Thursday, March 20, 2008

fitting in, or thoughts from another blog

a few days ago i happened to read a post that struck a deep chord in me. what's wrong with me, wondered a fellow pixel-in-cyberspace. people don't like me...i'm not fitting in... what's wrong with ME?

it's a question i've struggled with all my life, and, in light of the events of recent weeks, it's a question i'm struggling with again.

so i read this sweet blogger's post and my heart just ached. what's wrong with me, she wondered, her agony palpable. she recounted her struggle with her shadow side, even envied the three faces of eve lady - the one who suffered such horrible abuse as a young child that her ego shattered into multiple personalities.

what's wrong with me, i wondered... the same thing that's wrong with her... not one blessed thing.
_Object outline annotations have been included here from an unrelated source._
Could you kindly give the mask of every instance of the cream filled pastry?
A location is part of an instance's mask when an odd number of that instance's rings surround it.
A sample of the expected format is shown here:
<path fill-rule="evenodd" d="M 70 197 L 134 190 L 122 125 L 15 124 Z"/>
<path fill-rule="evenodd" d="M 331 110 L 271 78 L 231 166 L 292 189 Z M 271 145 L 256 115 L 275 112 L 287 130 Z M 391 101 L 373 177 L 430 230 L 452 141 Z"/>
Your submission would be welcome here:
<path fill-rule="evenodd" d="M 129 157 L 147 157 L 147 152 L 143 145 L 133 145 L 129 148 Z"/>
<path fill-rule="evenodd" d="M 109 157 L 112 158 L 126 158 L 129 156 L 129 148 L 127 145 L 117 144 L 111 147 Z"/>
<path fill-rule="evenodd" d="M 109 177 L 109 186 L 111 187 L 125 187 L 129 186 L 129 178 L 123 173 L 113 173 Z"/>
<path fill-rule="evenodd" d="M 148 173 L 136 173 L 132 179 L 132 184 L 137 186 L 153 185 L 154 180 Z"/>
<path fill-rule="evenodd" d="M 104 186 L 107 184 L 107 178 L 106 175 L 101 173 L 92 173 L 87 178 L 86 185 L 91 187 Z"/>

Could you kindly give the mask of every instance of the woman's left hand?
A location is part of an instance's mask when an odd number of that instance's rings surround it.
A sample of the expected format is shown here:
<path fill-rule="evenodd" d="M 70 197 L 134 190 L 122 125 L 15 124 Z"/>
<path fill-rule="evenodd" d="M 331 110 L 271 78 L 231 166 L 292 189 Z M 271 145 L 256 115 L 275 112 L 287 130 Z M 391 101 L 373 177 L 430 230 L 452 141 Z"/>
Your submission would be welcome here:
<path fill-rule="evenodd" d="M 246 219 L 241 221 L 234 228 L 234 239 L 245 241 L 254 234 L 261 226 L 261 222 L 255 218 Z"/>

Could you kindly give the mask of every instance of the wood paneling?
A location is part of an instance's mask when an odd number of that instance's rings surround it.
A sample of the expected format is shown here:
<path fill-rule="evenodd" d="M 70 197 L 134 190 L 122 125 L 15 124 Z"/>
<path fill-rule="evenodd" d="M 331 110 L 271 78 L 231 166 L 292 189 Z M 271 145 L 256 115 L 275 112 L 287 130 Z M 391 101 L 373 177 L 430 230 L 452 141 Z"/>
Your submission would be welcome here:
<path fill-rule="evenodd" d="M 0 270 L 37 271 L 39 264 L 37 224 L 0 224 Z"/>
in the last year, i have dealt with the repercussions of not fitting in to a very large group among the new age community - and in the process made a real enemy who has done everything she can to actively discredit me. she has destroyed friendships, severed relationships and poisoned quite a few of the people i thought were my friends against me.

the reason she's done this is because i make a choice to do something this person feels is tantamount to the beating of baby whales with bodies of baby seals. for quite a while i felt rejected and upset and wondered what was wrong with me. then i came to realize that this person needs a demon in her life in order to define her own light. before i came along she could demonize the choice. now she has a much more tangible demon on which to project her Shadow. those who are really my friends are able to see through the projection. those who aren't, can't.

what we call our shadow is only our own pain, our own fear - the pieces of ourselves that need the most love. it doesn't need to be improved. it just needs to be loved and accepted. that is the beginning of wholeness, of bliss. that's what sybil couldn't do. that's why she had to sever. what happened to her was so horrific, she couldn't wrap her mind around the idea she could be treated like that. her reaction - like all of us - was what's wrong with ME? and of course there ws nothing wrong with HER - it was the horrific abuse she suffered.

unconditional love for all beings begins when we feed our inner demons with everything they want - when we look at the broken, rejected pieces of ourSelf, not with anger, exasperation or shame, but with love and acceptance.

there's nothing wrong with me, with you, with any of us, really. we are already the perfect manifestation of ourselves. if others can't see that, consider them the ones who are blind.

and furthermore, the war must end. blessed be.

2 comments:

Stacie said...

I knew something, or many things haven't been right with you lately. Your posts have been fewer, and the ones you have written are sad. I hope you find peace with all the pieces of yourself, and your life.

Unknown said...

i hope i do, too. ty for thnking of me :).